Written by: Paul Rubin
Primary Source: OR in an OB World
I just read a nice post by Jean-François Puget, suitable for readers not terribly familiar with the subject, on overfitting in machine learning. I was going to leave a comment mentioning a couple of things, and then decided that with minimal padding I could make it long enough to be a blog post.
I agree with pretty much everything J-F wrote about overfitting. He mentioned cross-validation as a tool for combating the tendency to overfit. It is always advisable to partition your sample into a training set (observations used to compute parameters of a model) and a testing set (used to assess the true accuracy of the model). The rationale is that a trained model tends to look more accurate on the training data than it truly is. In cross-validation, you repeatedly divide the original sample (differently each time), repeating the training and testing.

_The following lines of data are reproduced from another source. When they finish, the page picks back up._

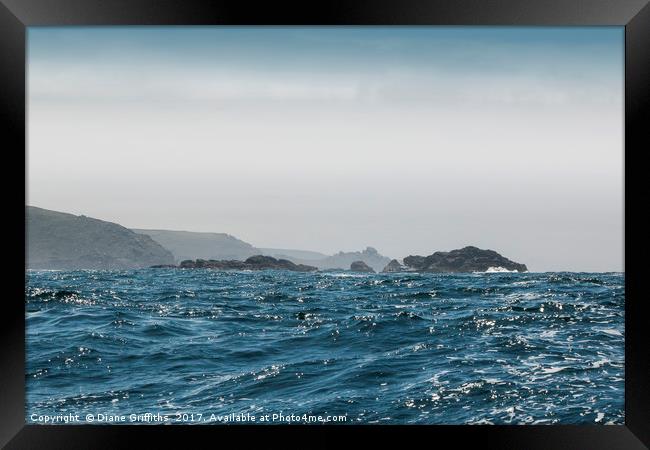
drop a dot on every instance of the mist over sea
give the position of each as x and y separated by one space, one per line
399 348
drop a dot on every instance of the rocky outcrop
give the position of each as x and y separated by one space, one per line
393 266
57 240
257 262
193 245
467 259
360 266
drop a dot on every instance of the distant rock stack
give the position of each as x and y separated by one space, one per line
360 266
393 266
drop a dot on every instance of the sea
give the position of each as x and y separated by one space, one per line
205 347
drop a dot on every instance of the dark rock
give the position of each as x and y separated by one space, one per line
360 266
467 259
393 266
257 262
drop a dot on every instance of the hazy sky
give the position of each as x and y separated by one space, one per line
408 139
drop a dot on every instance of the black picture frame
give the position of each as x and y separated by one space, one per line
634 15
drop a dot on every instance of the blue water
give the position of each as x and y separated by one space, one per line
496 348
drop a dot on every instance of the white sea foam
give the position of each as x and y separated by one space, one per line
498 269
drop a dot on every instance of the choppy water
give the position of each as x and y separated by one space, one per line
497 348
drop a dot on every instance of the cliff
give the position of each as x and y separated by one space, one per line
57 240
257 262
196 245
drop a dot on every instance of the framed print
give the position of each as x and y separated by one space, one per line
349 219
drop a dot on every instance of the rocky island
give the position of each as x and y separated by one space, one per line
360 266
393 266
467 259
257 262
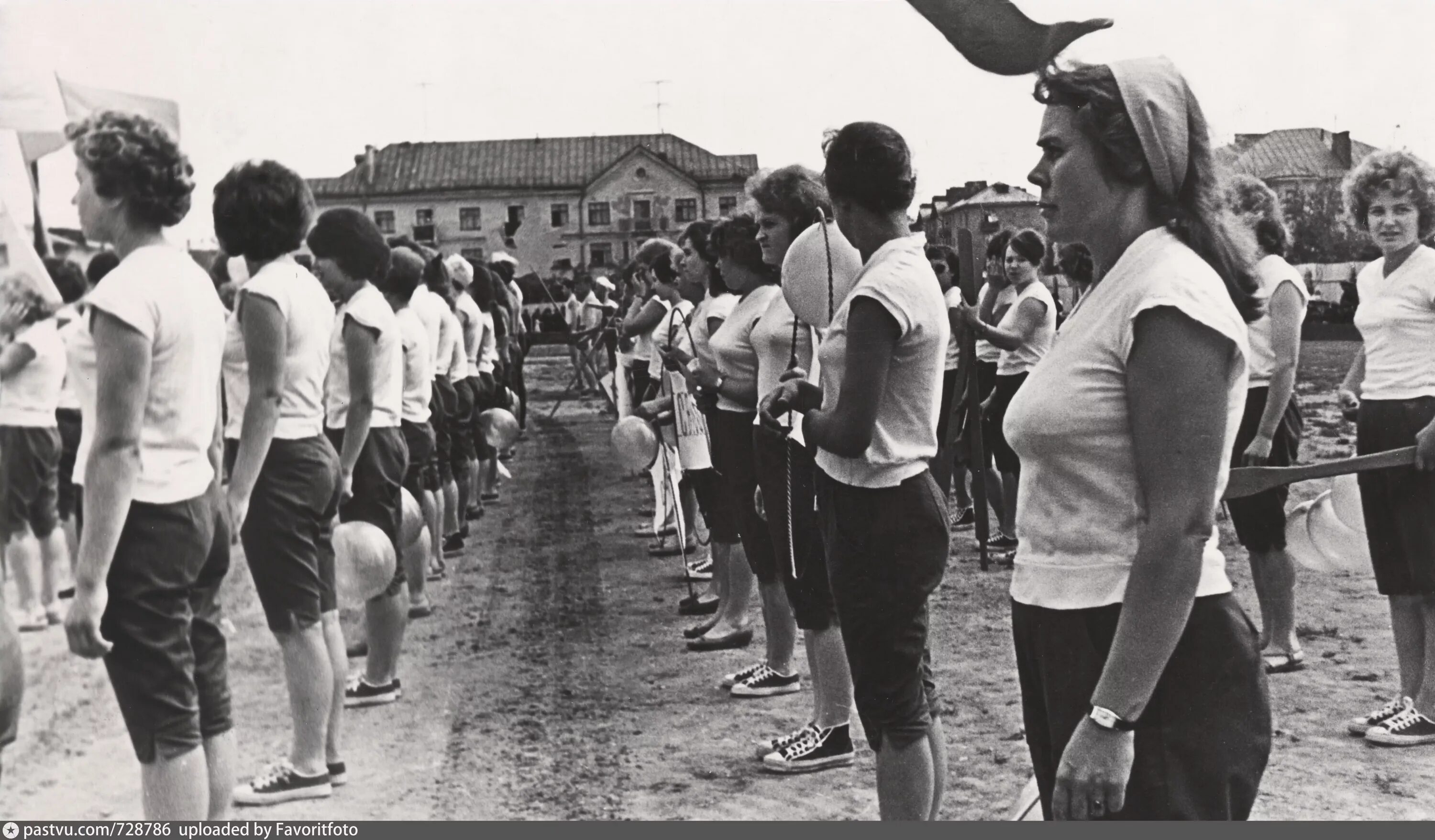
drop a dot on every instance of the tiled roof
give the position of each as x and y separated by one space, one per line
526 164
1293 153
998 194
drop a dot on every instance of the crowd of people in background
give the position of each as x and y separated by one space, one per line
153 418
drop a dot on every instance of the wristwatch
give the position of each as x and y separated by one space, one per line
1110 720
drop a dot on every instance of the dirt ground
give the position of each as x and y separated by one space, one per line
552 683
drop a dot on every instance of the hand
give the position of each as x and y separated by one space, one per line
82 622
1425 449
1258 453
1349 402
12 316
239 510
1091 780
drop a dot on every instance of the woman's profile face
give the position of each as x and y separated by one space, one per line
1075 191
774 237
1394 220
1018 270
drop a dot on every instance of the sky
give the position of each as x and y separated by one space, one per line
310 82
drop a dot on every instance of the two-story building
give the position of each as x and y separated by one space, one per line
553 203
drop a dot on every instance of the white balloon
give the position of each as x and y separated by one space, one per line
1345 549
1298 541
810 287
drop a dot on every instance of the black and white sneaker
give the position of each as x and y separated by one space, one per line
767 683
280 783
1395 707
731 680
768 746
814 750
1408 729
361 694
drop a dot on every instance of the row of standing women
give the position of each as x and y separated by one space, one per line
331 412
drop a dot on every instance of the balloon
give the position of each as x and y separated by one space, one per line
1345 499
1345 549
1028 805
364 562
806 273
635 443
996 38
1298 541
412 519
500 429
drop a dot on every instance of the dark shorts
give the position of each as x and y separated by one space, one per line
1398 503
378 490
486 397
808 588
1260 520
731 436
29 480
886 555
461 426
992 434
424 467
170 661
444 404
287 533
68 420
1203 740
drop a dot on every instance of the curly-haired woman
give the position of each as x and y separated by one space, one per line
151 558
1392 381
1270 427
1143 687
32 371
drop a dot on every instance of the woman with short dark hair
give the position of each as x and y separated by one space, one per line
1391 387
1269 434
285 480
153 553
874 424
1143 687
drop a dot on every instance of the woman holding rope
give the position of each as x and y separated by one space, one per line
1143 687
873 421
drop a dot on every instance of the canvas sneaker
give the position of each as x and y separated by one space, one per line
280 783
1408 729
731 680
767 683
814 750
1362 726
361 694
768 746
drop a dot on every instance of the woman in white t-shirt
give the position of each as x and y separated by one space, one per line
154 551
285 476
32 372
874 426
1269 434
364 408
1024 335
1143 687
1391 387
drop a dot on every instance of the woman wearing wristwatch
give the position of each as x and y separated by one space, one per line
1143 685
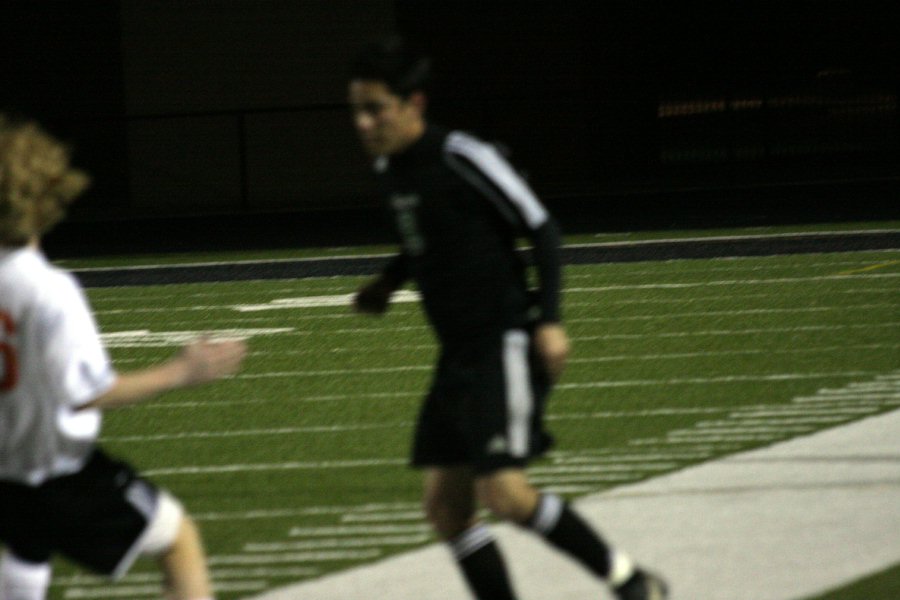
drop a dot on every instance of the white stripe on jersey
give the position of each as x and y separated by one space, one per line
498 171
519 399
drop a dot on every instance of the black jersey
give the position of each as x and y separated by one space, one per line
459 209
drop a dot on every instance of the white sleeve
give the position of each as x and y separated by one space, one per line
78 366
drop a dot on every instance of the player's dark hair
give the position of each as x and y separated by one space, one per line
395 62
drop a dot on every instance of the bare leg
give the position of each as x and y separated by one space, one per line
184 565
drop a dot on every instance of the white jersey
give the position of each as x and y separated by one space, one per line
51 362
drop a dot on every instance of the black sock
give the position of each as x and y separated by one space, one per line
562 527
481 564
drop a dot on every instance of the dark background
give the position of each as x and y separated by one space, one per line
222 123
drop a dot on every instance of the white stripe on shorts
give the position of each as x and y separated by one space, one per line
519 399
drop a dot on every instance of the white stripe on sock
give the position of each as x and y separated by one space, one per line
470 541
547 515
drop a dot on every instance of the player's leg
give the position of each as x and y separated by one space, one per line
509 496
183 564
507 434
25 552
451 510
107 516
22 579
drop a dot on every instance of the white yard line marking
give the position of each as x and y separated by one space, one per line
306 511
144 338
400 296
285 466
192 435
153 591
338 543
358 530
712 380
293 557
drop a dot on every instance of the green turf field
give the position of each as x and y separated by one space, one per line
297 467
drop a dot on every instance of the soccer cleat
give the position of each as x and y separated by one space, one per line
642 586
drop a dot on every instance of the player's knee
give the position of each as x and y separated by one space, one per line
508 500
167 526
447 517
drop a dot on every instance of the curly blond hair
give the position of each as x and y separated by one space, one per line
37 182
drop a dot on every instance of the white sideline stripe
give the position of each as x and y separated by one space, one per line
710 313
729 332
408 297
711 529
729 282
83 580
611 468
339 543
294 557
153 591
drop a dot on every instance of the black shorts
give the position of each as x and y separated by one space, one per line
94 517
485 407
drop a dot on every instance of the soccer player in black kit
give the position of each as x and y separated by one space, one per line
459 208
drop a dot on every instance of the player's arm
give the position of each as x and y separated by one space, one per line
373 297
550 337
198 362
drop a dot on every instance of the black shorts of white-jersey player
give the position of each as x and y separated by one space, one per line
60 494
459 208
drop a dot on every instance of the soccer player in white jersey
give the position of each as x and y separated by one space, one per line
59 492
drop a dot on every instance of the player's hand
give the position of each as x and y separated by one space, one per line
205 360
373 298
552 345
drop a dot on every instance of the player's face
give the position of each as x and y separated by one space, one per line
386 123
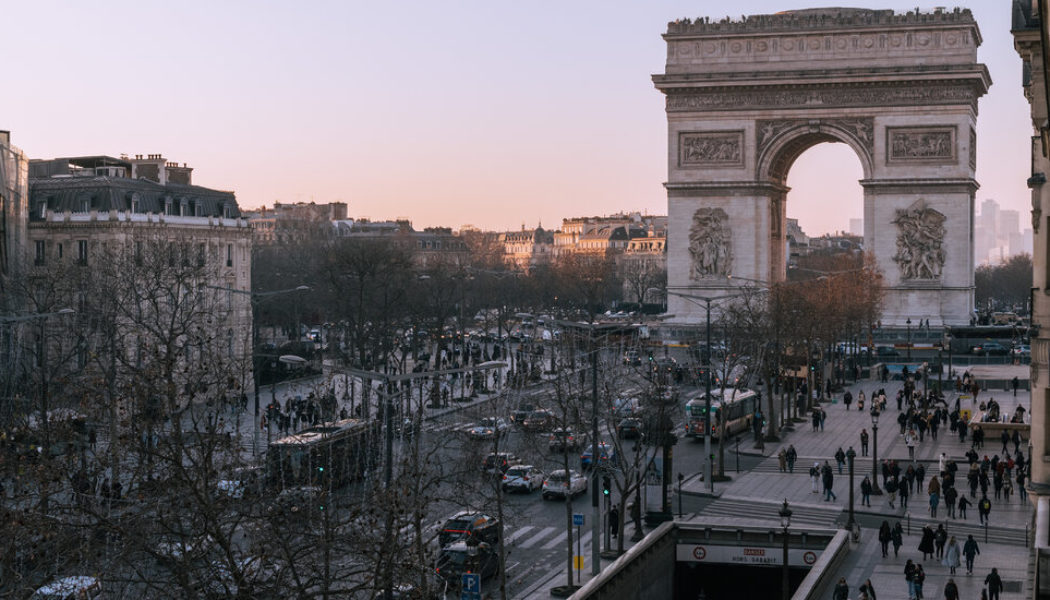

A related approach, perhaps better suited to “big data” situations, is to split your (presumably large) sample into three subsamples: training, testing and validation. Every model under consideration is trained on the same training set, and then tested on the same testing set. Note that if your model contains a tunable parameter, such as the weight assigned to a regularization term, the same basic model with different (user-chosen) values of the tuning parameter are treated as distinct models for our purposes here. Since the testing data is used to choose among models, the danger of the results on the training set being better than they really are now morphs into the danger that the results on the testing set for the “winning” model being better than they really are. Hence the third (validation) sample is used to get a more reliable estimate of how good the final model really is.
One statement by J-F with which I disagree, based on a combination of things I’ve read and my experiences teaching statistics to business students, is the following:
Underfitting is quite easy to spot: predictions on train[ing] data aren’t great.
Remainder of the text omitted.